Indeed, the monthly mortgage payment on median-priced homes has increased by $700, or 56 percent, since the start of the year, pricing millions of buyers out of the market. Not surprisingly, home sales are plummeting, with transactions for previously owned homes sliding to the lowest level in June since the worst months of the pandemic in early 2020. Builders are responding in kind, curtailing the construction of single-family homes in June to the lowest level since mid-2020.
Ironically, the slump in home sales and construction is fueling inflation, as people who can’t afford to buy are forced to rent. That, in turn, is driving up rental and other housing costs, which carries an outsized one-third weight in the consumer price index. Rents are increasing at the fastest rate since the spring of 1986, climbing nearly 6 percent in June compared to the same month last year. But whereas builders of single-family homes are cutting back in response to weaker sales, construction of multi-family homes, mainly apartments, remains strong as high rents encourage builders to bring more supply to the market. This expansion in apartments should eventually slow the rise in rents.
Soft Landing Still Possible
With unemployment still historically low and price increases raging ahead, the Federal Reserve has no choice but to keep raising rates until supply is brought into better balance with demand. The challenge is to decide how high rates should go before it sends the economy into a downward spiral and causes the labor market to crack. The trade-off between inflation and unemployment has always been a difficult choice for policymakers, and this time is no different.
The decision to front-load aggressive rate hikes is aimed at avoiding even steeper increases later on if inflation becomes more entrenched, something that would cause more damage to the economy and the job market than is currently envisioned. Undoubtedly, the Fed still has work to do, and the rate hike expected at the July 26-27 policy meeting will not be the last. Even after that increase, the Fed’s short-term policy rate would still be historically low relative to inflation and behaves more like a stimulus than an impediment to demand. The gap can be narrowed in two ways – through still higher rates or lower inflation. The faster inflation recedes, the less the Fed needs to raise interest rates.

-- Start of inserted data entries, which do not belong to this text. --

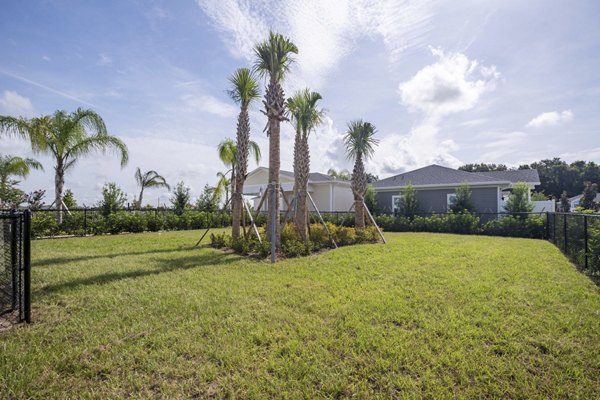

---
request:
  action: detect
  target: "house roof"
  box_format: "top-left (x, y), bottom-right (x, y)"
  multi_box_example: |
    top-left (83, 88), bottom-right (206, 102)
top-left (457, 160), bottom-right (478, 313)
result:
top-left (373, 164), bottom-right (540, 188)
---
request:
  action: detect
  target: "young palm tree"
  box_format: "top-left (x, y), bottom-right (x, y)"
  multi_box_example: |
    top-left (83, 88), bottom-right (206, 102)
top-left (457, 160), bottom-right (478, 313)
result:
top-left (214, 138), bottom-right (262, 209)
top-left (227, 68), bottom-right (260, 238)
top-left (287, 89), bottom-right (325, 241)
top-left (0, 154), bottom-right (44, 208)
top-left (344, 120), bottom-right (379, 229)
top-left (135, 167), bottom-right (171, 209)
top-left (254, 32), bottom-right (298, 246)
top-left (0, 108), bottom-right (129, 224)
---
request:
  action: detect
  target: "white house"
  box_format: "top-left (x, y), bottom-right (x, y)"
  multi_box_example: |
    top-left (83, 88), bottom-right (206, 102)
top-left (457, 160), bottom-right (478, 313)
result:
top-left (244, 167), bottom-right (354, 212)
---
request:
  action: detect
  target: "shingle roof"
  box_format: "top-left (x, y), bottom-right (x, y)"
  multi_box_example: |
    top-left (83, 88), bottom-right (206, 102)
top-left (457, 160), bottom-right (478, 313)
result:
top-left (373, 164), bottom-right (539, 188)
top-left (477, 169), bottom-right (540, 184)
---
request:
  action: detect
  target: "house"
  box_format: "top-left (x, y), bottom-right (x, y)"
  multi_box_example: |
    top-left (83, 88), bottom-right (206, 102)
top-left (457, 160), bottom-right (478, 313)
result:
top-left (569, 193), bottom-right (600, 211)
top-left (244, 167), bottom-right (354, 212)
top-left (373, 165), bottom-right (554, 214)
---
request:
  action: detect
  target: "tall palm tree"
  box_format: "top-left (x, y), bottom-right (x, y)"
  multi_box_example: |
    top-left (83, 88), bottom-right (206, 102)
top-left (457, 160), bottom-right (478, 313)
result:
top-left (327, 168), bottom-right (352, 181)
top-left (254, 32), bottom-right (298, 246)
top-left (0, 154), bottom-right (44, 208)
top-left (227, 68), bottom-right (260, 238)
top-left (287, 89), bottom-right (325, 241)
top-left (135, 167), bottom-right (171, 209)
top-left (0, 108), bottom-right (129, 224)
top-left (214, 138), bottom-right (262, 209)
top-left (344, 120), bottom-right (379, 229)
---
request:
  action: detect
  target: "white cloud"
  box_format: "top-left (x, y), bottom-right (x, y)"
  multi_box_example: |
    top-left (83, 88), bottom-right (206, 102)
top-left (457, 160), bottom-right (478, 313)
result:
top-left (0, 90), bottom-right (33, 117)
top-left (526, 110), bottom-right (573, 128)
top-left (399, 48), bottom-right (499, 116)
top-left (183, 94), bottom-right (238, 118)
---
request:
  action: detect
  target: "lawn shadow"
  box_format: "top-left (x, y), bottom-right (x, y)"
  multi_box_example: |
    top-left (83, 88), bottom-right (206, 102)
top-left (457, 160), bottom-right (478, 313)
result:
top-left (34, 252), bottom-right (240, 297)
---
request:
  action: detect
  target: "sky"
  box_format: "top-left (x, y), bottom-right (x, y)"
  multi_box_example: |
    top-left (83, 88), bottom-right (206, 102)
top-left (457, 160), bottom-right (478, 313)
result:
top-left (0, 0), bottom-right (600, 206)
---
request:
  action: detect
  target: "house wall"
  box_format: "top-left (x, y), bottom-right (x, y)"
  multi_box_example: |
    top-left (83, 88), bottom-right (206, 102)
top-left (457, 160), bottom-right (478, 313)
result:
top-left (377, 187), bottom-right (498, 214)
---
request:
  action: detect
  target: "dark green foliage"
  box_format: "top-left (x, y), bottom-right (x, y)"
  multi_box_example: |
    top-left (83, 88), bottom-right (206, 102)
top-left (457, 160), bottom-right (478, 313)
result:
top-left (398, 184), bottom-right (419, 218)
top-left (579, 181), bottom-right (598, 210)
top-left (98, 182), bottom-right (127, 217)
top-left (504, 182), bottom-right (533, 218)
top-left (171, 181), bottom-right (191, 215)
top-left (450, 182), bottom-right (475, 213)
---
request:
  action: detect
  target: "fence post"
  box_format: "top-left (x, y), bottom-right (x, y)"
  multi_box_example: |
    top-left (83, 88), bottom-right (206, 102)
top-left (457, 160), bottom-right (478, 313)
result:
top-left (563, 213), bottom-right (568, 255)
top-left (583, 215), bottom-right (589, 271)
top-left (23, 210), bottom-right (31, 324)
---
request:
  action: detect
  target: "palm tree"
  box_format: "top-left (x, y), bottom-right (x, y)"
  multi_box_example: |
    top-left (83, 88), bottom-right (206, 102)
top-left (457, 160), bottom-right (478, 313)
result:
top-left (214, 138), bottom-right (262, 209)
top-left (227, 68), bottom-right (260, 238)
top-left (135, 167), bottom-right (171, 209)
top-left (254, 32), bottom-right (298, 246)
top-left (0, 154), bottom-right (44, 208)
top-left (327, 168), bottom-right (352, 181)
top-left (287, 89), bottom-right (325, 241)
top-left (344, 120), bottom-right (379, 229)
top-left (0, 108), bottom-right (129, 224)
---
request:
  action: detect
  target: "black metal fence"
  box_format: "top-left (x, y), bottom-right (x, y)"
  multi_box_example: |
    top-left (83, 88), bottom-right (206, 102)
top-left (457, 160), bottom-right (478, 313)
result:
top-left (547, 213), bottom-right (600, 275)
top-left (0, 211), bottom-right (31, 329)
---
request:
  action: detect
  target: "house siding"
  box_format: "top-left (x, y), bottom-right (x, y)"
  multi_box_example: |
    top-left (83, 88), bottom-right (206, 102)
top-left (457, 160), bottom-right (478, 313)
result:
top-left (377, 187), bottom-right (498, 214)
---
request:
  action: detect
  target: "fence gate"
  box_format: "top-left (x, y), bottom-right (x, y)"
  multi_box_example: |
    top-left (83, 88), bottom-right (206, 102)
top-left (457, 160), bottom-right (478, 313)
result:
top-left (0, 211), bottom-right (31, 330)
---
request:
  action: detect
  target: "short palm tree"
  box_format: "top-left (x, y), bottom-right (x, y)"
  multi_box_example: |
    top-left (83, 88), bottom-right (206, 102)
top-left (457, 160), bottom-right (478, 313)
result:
top-left (344, 120), bottom-right (379, 229)
top-left (135, 167), bottom-right (171, 209)
top-left (254, 32), bottom-right (298, 246)
top-left (0, 154), bottom-right (44, 208)
top-left (0, 108), bottom-right (129, 223)
top-left (227, 68), bottom-right (260, 238)
top-left (287, 89), bottom-right (325, 241)
top-left (214, 138), bottom-right (262, 209)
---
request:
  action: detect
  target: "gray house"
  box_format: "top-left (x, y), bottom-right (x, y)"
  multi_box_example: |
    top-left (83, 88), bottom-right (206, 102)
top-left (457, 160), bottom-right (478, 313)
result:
top-left (373, 165), bottom-right (540, 214)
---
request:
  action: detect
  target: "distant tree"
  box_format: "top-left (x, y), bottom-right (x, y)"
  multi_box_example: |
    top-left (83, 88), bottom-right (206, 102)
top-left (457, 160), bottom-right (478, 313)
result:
top-left (398, 184), bottom-right (419, 218)
top-left (458, 163), bottom-right (508, 172)
top-left (504, 182), bottom-right (533, 217)
top-left (579, 181), bottom-right (598, 210)
top-left (450, 182), bottom-right (475, 213)
top-left (63, 189), bottom-right (77, 210)
top-left (558, 190), bottom-right (571, 212)
top-left (196, 184), bottom-right (219, 211)
top-left (171, 181), bottom-right (191, 215)
top-left (98, 182), bottom-right (127, 217)
top-left (365, 185), bottom-right (379, 214)
top-left (327, 168), bottom-right (352, 181)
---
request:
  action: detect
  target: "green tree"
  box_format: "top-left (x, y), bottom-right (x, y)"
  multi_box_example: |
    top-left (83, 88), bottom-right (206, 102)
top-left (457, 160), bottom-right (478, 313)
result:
top-left (63, 189), bottom-right (77, 210)
top-left (0, 108), bottom-right (129, 224)
top-left (133, 167), bottom-right (171, 210)
top-left (0, 155), bottom-right (44, 209)
top-left (227, 68), bottom-right (260, 238)
top-left (98, 182), bottom-right (127, 217)
top-left (579, 181), bottom-right (598, 210)
top-left (504, 182), bottom-right (533, 218)
top-left (171, 181), bottom-right (191, 215)
top-left (287, 89), bottom-right (325, 241)
top-left (398, 184), bottom-right (419, 218)
top-left (344, 120), bottom-right (379, 229)
top-left (254, 32), bottom-right (298, 247)
top-left (450, 182), bottom-right (475, 213)
top-left (327, 168), bottom-right (352, 181)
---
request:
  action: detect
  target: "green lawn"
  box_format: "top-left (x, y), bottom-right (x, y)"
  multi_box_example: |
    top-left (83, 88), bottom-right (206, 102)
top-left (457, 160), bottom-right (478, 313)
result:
top-left (0, 231), bottom-right (600, 399)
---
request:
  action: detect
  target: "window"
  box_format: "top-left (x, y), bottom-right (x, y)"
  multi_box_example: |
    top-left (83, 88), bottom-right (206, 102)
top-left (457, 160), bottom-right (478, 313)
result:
top-left (446, 193), bottom-right (456, 211)
top-left (392, 195), bottom-right (402, 215)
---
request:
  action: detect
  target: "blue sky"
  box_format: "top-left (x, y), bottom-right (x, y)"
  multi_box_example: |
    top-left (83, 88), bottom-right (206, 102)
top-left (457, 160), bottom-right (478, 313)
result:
top-left (0, 0), bottom-right (600, 205)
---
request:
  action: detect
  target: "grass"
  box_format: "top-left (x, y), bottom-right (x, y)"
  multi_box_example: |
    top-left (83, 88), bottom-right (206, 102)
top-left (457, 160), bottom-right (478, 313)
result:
top-left (0, 232), bottom-right (600, 399)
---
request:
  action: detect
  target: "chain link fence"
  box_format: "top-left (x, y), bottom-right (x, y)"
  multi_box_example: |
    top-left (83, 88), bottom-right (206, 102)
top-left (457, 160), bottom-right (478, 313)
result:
top-left (0, 211), bottom-right (31, 330)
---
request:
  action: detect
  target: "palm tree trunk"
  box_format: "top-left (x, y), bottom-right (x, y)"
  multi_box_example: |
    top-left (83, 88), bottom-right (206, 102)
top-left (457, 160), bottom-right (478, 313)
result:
top-left (231, 107), bottom-right (250, 238)
top-left (54, 161), bottom-right (65, 225)
top-left (294, 135), bottom-right (310, 241)
top-left (265, 78), bottom-right (285, 248)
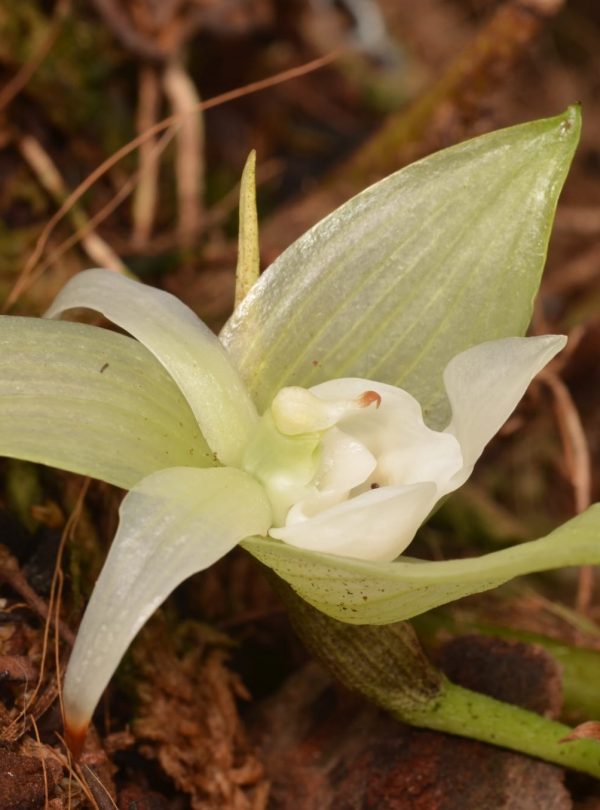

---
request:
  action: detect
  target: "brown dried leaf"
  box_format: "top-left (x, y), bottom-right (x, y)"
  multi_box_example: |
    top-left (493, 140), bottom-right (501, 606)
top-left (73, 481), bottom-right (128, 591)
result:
top-left (133, 623), bottom-right (267, 810)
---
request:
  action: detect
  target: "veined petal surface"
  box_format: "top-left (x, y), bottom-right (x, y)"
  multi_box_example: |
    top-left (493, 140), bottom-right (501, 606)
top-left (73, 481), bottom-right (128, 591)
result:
top-left (64, 467), bottom-right (271, 738)
top-left (0, 315), bottom-right (214, 489)
top-left (46, 269), bottom-right (257, 464)
top-left (242, 504), bottom-right (600, 624)
top-left (444, 335), bottom-right (567, 476)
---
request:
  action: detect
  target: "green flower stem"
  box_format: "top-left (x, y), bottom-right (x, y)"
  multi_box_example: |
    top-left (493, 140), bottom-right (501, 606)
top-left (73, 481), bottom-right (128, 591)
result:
top-left (275, 580), bottom-right (600, 778)
top-left (413, 610), bottom-right (600, 720)
top-left (420, 681), bottom-right (600, 778)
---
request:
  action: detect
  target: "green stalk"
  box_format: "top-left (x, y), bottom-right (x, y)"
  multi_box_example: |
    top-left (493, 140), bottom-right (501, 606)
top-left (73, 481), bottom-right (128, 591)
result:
top-left (413, 610), bottom-right (600, 720)
top-left (275, 580), bottom-right (600, 778)
top-left (420, 681), bottom-right (600, 778)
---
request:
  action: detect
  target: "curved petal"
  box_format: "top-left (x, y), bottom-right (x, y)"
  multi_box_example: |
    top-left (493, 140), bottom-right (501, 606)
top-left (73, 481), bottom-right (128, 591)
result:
top-left (444, 335), bottom-right (567, 476)
top-left (310, 377), bottom-right (463, 495)
top-left (46, 269), bottom-right (257, 464)
top-left (0, 315), bottom-right (214, 489)
top-left (64, 467), bottom-right (271, 741)
top-left (269, 483), bottom-right (437, 561)
top-left (242, 504), bottom-right (600, 624)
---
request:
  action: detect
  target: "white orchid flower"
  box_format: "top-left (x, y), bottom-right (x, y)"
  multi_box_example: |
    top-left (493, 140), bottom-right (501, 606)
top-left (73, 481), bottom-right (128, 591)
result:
top-left (31, 270), bottom-right (565, 749)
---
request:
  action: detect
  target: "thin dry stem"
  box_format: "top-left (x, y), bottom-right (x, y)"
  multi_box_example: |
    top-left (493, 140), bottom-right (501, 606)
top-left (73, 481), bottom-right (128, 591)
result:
top-left (28, 130), bottom-right (175, 286)
top-left (2, 48), bottom-right (343, 312)
top-left (163, 60), bottom-right (204, 247)
top-left (0, 0), bottom-right (71, 111)
top-left (17, 135), bottom-right (127, 273)
top-left (131, 65), bottom-right (161, 250)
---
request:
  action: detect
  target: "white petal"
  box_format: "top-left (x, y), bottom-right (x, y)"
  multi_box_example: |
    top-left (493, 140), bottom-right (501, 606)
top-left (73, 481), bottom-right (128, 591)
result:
top-left (64, 467), bottom-right (271, 739)
top-left (269, 483), bottom-right (437, 560)
top-left (315, 428), bottom-right (377, 492)
top-left (46, 269), bottom-right (257, 464)
top-left (311, 378), bottom-right (463, 494)
top-left (444, 335), bottom-right (567, 480)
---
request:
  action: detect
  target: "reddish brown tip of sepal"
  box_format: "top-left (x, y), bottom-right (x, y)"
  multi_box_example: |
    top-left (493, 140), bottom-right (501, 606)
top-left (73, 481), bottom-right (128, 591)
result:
top-left (65, 723), bottom-right (88, 762)
top-left (358, 391), bottom-right (381, 408)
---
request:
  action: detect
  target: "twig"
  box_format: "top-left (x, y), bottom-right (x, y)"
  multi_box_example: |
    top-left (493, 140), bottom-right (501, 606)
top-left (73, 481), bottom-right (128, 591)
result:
top-left (131, 64), bottom-right (160, 250)
top-left (0, 546), bottom-right (75, 646)
top-left (0, 48), bottom-right (343, 312)
top-left (17, 135), bottom-right (128, 273)
top-left (0, 0), bottom-right (71, 111)
top-left (163, 59), bottom-right (204, 248)
top-left (29, 129), bottom-right (175, 284)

The odds are that inflation will stay elevated at least through September, boosted by rising housing and labor costs and elevated energy prices, meaning that further rate increases would be needed to bring policy closer to neutrality. But the peak inflation should not be much higher than it is now, and price pressures are poised to ease later in the year and into early 2023 as the demand boost from excess savings and robust job growth fades, and business pricing power weakens. Supply-chain disruptions are also starting to ease, with shipping logjams clearing up and freight charges coming down. Energy prices are also slipping, owing to reduced demand that offset oil shortages linked to the war in Ukraine. This confluence of forces should allow the Fed to slow its rate-hiking campaign later this year, upping the chances of achieving a soft landing. While it may go too far in applying the brakes, as it has in the past, the healthy balance sheets of households and businesses should limit the damage and keep any recession on the mild side.